The beauty of the random ball selection system the lottery employs is that, like roulette, the winning numbers every week are the product of pure chance. If the lottery runs for long enough every number from 1 to 49 has an equal chance of winning and every number should win an equal number of times. But that has not stopped the search for winning combinations and the study seems certain to grow and multiply.
In the 14 weeks to date, two numbers, 16 and 38, have each come up trumps five times, six more - 5, 21, 29, 30, 31 and 44 - have come up four times, if bonus balls are included, but five numbers - 8, 24, 33, 34 and 41 - have yet to score, and both 10 and 28 have only registered as a bonus ball.
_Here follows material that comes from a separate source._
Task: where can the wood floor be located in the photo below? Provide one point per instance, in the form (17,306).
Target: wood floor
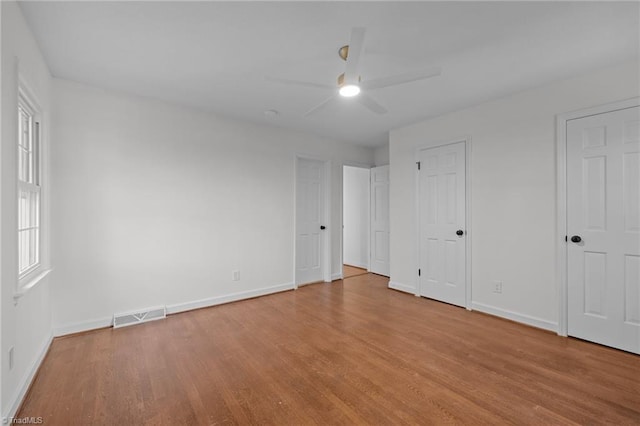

A distribution analysis shows there have been clusters of winning numbers from 3-6, 14-17, 29-32, but there is no visible pattern in the distribution of winning numbers to date. The first 10 numbers have come up 20 times, the next 10 19 times, the third 21, the fourth 20 and the last nine numbers 18 times. There is little to go on in the distribution of odds and evens. The 25 odd numbers have produced 48 winning numbers, the 24 even numbers 50, including bonus balls.
There should be a bias in favour of big winners when there is a relatively high number of winning numbers between 32 and 49. This is a direct result of the fact that the favourite system used by many punters is to choose numbers based on the birthdays of family and friends.
Systems based on ages, or on collapsing favoured numbers over 49 by adding the digits together also tend to bias selections in the lower half of the range, and so should reward fewer individual winners with bigger prizes when most of the winning numbers fall towards the top end of the range.
Four times so far there has been only one out of six winning balls numbered above 30, excluding bonus balls which only come into play as tie-breakers. Those four draws have produced nine jackpot winners. On 31 December and 4 February, four of the six winning numbers were over 30, and on 10 December, no less than five numbers were over 30, ruling out everyone who relies only on birthdays.
Sure enough there was only one jackpot winner on each of those three occasions.
But just to prove that there is no such thing as a foolproof system, on 14 January three of the six winning numbers were above 30, and yet that was the week which produced 133 jackpot winners. Ah, well, back to the drawing board!